Edilberto Lima tinha 42 anos quando um assalto virulento lhe causou cegueira em ambos os olhos. O caráter irreversível da nova condição fez o homem buscar ferramentas para ser de alguma forma independente. A tecnologia foi uma delas. Hoje, com quase meio século de vida, ele utiliza o celular para tudo. Da feitura de uma ligação telefônica à definição do melhor trajeto que fará a pé pelo Barroso, região da periferia de Fortaleza na qual mora e lida diariamente com a falta de acessibilidade. Em abril deste ano, ele começou a viver um pesadelo.
Um aparelho que o aposentado havia comprado apenas cinco meses antes apresentou falha no aplicativo de comando de voz após uma atualização automática do sistema operacional. O equipamento tornou-se praticamente inutilizável, o que fez Edilberto procurar uma loja credenciada da Motorola, fabricante do produto. “Disseram que o problema era meu e eu não tinha direito a nada. Mandaram eu me virar”, recorda.

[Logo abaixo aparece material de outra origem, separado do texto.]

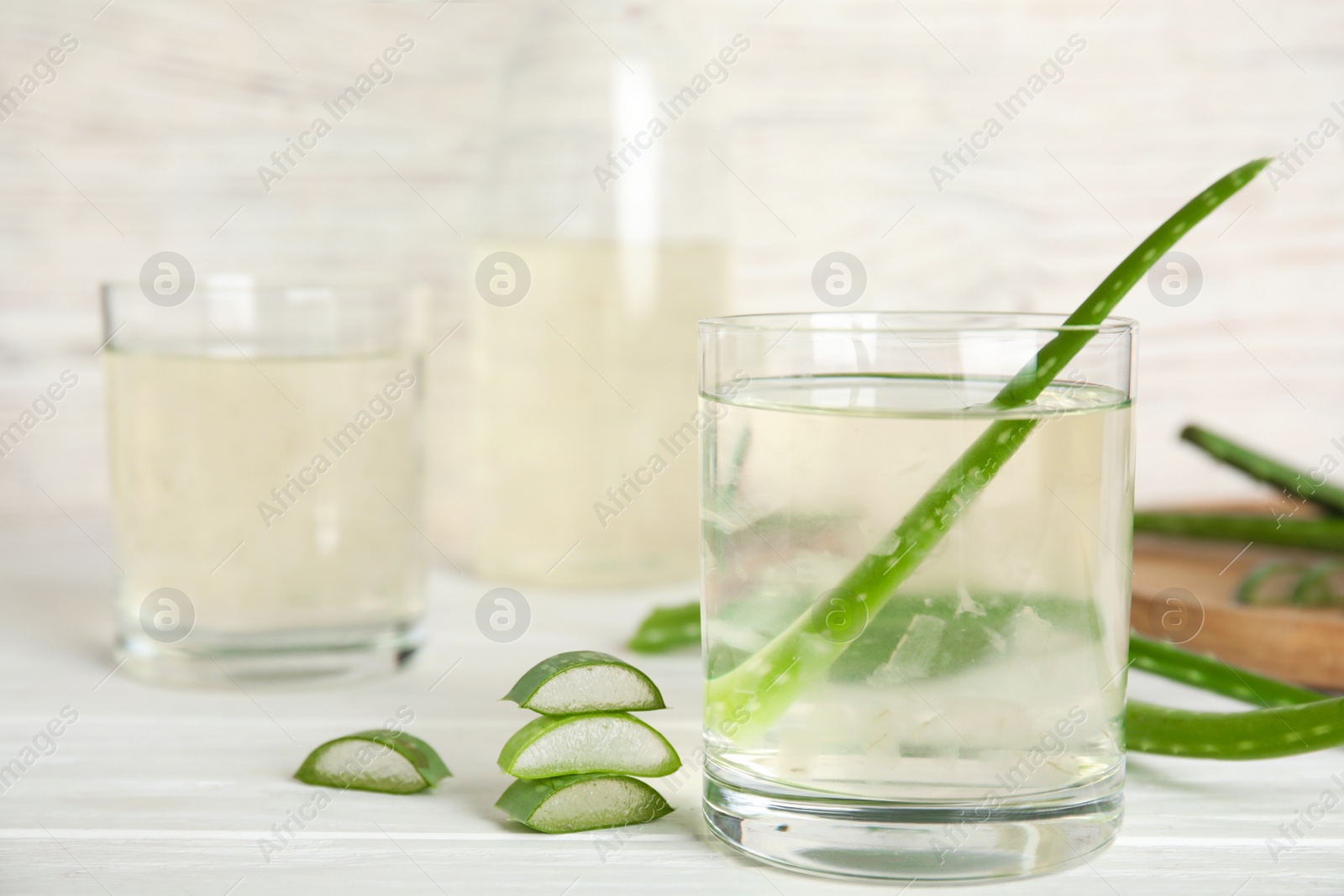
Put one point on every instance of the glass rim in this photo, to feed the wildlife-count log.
(273, 291)
(895, 322)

Foi quando o homem dirigiu-se ao Núcleo de Defesa do Consumidor (Nudecon) da Defensoria Pública do Ceará (DPCE). Queria judicializar a causa para tanto ter um aparelho, no qual o aplicativo para ajudar deficientes visuais funcionasse, quanto para ser indenizado pelos prejuízos decorrentes da atualização do sistema. Entre o celular deixar de funcionar e receber um novo, Edilberto passou seis meses sem telefone. Um semestre inteiro dependendo quase que totalmente da filha, Yasmin, de 11 anos, para resolver questões corriqueiras.
“Esse é um caso de violação do direito de acessibilidade. Foi um empurra-empurra danado na esfera administrativa: a Motorola dizendo que o problema era da Google e a Google dizendo que o problema era da Motorola. Enquanto isso, o Edilberto ficava sem ter como manusear uma ferramenta de caráter essencial. Mesmo com a atualização, tinham que ter garantido acesso a essa funcionalidade por um prazo mínimo. Não garantiram e levaram à obsolescência antecipada para quem precisava dessa ferramenta”, detalha o defensor Augusto Cunha, que atuou no caso.
O desfecho deu-se por meio de um acordo firmado entre as partes. O entendimento já foi homologado pela justiça e Edilberto conseguiu o que pleiteava: ganhou um celular novo, mais moderno e de acordo com as necessidades da rotina de uma pessoa cega, e foi indenizado pelos danos pela empresa de telefonia.
Aceitou e, inclusive, já aplicou o dinheiro em melhorias em casa. “Mas foi um sofrimento medonho que não desejo pra ninguém, porque eu não conseguia fazer nada e ficava o tempo todo pedindo ajuda pra minha filha. Eu fiquei refém, ilhado, num beco sem saída”, lembra. E atesta: “foi só procurar a Defensoria e botar na justiça que a Motorola me procurou. Quiseram botar boneco, me oferecendo um aparelho pior do que o que eu tinha, e eu não aceitei. Aí me deram um melhor”, comemora o aposentado.
O defensor destaca que nem sempre a decisão judicial é o melhor desfecho de um processo. Os acordos, além de legais, dão desfechos mais ágeis do que a espera por um veredicto. “A empresa procurou o Edilberto e negociou com ele uma proposta. Ele me perguntou se deveria aceitar ou não e eu expliquei que ficaria a critério dele, mas que essa construção direta era sim possível. Então, as duas partes, valendo-se da autonomia da vontade, de comum acordo, decidiram solucionar o caso com a cessão de um novo aparelho e uma indenização pelo aborrecimento”, acrescenta Augusto Cunha.